Definition
A transistor amplifier circuit configuration in which the base terminal is connected to ground (the common reference point), the input signal is applied to the emitter, and the output signal is taken from the collector. This arrangement provides voltage gain with no current gain and presents a low input impedance with a high output impedance. It is commonly used at high frequencies because it has good isolation between input and output.
Plain English
A way of wiring a transistor so that one of its three legs (the base) is held at the circuit's reference point. The signal goes in one of the other legs and comes out larger on the third leg. This wiring style works especially well for high-frequency signals like radio.
Context Anchor
Seen in aircraft electronics, radio, and avionics maintenance descriptions rather than normal cockpit procedures.
Derivation
Named for the way the transistor is wired: the base terminal is grounded, meaning it is connected directly to the circuit's common reference point.

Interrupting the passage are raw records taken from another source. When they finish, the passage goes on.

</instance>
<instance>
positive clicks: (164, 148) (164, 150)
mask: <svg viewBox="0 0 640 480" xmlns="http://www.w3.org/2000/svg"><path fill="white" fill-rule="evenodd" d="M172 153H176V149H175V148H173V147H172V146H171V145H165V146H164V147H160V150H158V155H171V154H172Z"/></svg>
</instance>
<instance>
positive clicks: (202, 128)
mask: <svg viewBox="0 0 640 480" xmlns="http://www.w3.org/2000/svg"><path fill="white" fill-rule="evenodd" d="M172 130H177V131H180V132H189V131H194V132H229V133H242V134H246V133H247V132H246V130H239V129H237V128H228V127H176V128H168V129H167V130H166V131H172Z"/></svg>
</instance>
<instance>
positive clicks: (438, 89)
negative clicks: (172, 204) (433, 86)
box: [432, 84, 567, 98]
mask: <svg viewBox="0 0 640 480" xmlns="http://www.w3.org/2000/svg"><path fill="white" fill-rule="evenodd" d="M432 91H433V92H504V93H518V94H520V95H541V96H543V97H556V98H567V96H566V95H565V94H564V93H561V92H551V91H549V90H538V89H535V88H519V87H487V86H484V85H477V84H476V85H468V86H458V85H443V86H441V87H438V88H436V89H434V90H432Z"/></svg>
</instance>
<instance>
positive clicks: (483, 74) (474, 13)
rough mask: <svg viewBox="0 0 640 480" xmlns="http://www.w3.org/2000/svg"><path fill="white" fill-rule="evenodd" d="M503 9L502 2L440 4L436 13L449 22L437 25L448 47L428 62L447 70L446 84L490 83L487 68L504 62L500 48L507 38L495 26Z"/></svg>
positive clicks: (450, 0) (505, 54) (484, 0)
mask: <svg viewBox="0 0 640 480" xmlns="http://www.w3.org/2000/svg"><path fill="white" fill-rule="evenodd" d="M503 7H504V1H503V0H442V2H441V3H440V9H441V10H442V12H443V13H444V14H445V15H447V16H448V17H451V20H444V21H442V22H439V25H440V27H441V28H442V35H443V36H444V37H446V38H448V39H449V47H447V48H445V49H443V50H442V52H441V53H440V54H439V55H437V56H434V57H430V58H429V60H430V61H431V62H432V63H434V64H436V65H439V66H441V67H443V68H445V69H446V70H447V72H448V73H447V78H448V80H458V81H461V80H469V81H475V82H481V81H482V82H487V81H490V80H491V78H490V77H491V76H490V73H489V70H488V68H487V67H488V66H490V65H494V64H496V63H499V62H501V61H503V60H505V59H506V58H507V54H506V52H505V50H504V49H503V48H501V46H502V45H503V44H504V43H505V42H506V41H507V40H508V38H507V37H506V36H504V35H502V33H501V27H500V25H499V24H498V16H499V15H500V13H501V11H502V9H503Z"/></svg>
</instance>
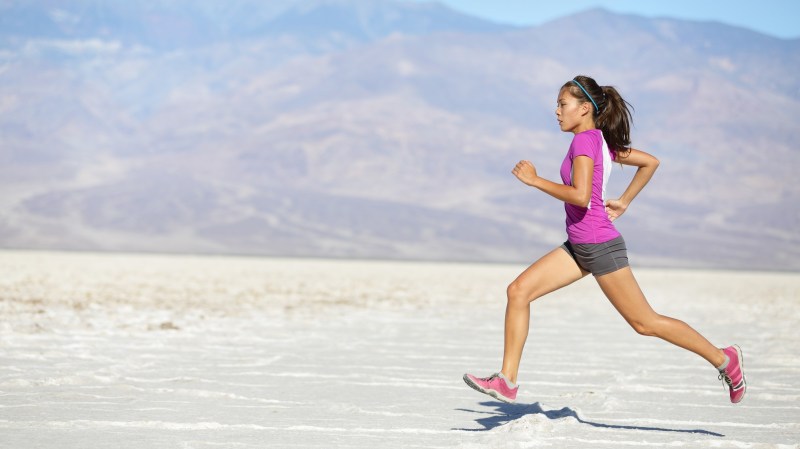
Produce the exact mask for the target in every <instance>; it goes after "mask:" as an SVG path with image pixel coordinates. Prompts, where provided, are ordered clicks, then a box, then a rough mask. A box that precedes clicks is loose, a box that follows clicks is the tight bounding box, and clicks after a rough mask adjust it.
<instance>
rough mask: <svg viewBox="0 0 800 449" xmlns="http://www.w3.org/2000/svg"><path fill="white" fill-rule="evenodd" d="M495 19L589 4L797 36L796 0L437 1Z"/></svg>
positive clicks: (797, 31)
mask: <svg viewBox="0 0 800 449" xmlns="http://www.w3.org/2000/svg"><path fill="white" fill-rule="evenodd" d="M439 2H441V3H444V4H446V5H448V6H449V7H451V8H453V9H455V10H458V11H461V12H464V13H467V14H470V15H474V16H478V17H482V18H485V19H490V20H493V21H495V22H501V23H509V24H515V25H539V24H541V23H544V22H547V21H549V20H553V19H556V18H559V17H562V16H565V15H569V14H572V13H576V12H579V11H584V10H586V9H590V8H597V7H601V8H605V9H607V10H609V11H613V12H618V13H629V14H637V15H641V16H645V17H671V18H676V19H689V20H698V21H717V22H722V23H726V24H729V25H736V26H740V27H744V28H750V29H752V30H756V31H759V32H761V33H764V34H768V35H771V36H776V37H780V38H798V37H800V0H609V1H598V0H439Z"/></svg>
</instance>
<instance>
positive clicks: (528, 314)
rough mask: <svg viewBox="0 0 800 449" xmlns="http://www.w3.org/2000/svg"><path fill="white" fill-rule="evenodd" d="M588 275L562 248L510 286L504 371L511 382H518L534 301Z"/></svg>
mask: <svg viewBox="0 0 800 449" xmlns="http://www.w3.org/2000/svg"><path fill="white" fill-rule="evenodd" d="M587 274H588V272H587V271H584V270H582V269H581V268H580V267H579V266H578V264H577V263H576V262H575V260H574V259H573V258H572V256H570V255H569V254H567V252H566V251H564V250H563V249H562V248H556V249H555V250H553V251H551V252H549V253H547V254H546V255H544V256H543V257H542V258H541V259H539V260H537V261H536V262H534V263H533V265H531V266H530V267H528V268H527V269H526V270H525V271H523V272H522V274H520V275H519V276H518V277H517V279H515V280H514V282H512V283H511V285H509V286H508V291H507V294H508V303H507V304H506V327H505V345H504V350H503V369H502V373H503V375H504V376H506V378H508V380H510V381H511V382H514V383H516V382H517V374H518V372H519V362H520V359H521V358H522V349H523V347H524V346H525V340H526V339H527V338H528V326H529V325H530V318H531V302H533V301H534V300H535V299H537V298H540V297H542V296H544V295H546V294H548V293H550V292H552V291H555V290H558V289H559V288H561V287H564V286H567V285H569V284H571V283H573V282H575V281H577V280H578V279H580V278H582V277H584V276H586V275H587Z"/></svg>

The three classic transistor amplifier configurations are named for whichever terminal is grounded -- grounded-base, grounded-emitter, and grounded-collector.
Why Pilots Care
Pilots do not design these circuits, but understanding the term helps when reading avionics manuals, troubleshooting guides, or discussions of how aircraft radios and navigation equipment work internally.
Intuition Check
Do not read grounded here as “the airplane is not allowed to fly.” In this term, grounded means the transistor’s base is tied to the circuit’s reference point.
Example Sentence 1
The radio's high-frequency stage uses a grounded-base amplifier to boost the incoming signal without feedback problems.
Example Sentence 2
A technician replaced the faulty grounded-base amplifier to restore clear transmission on the aircraft radio.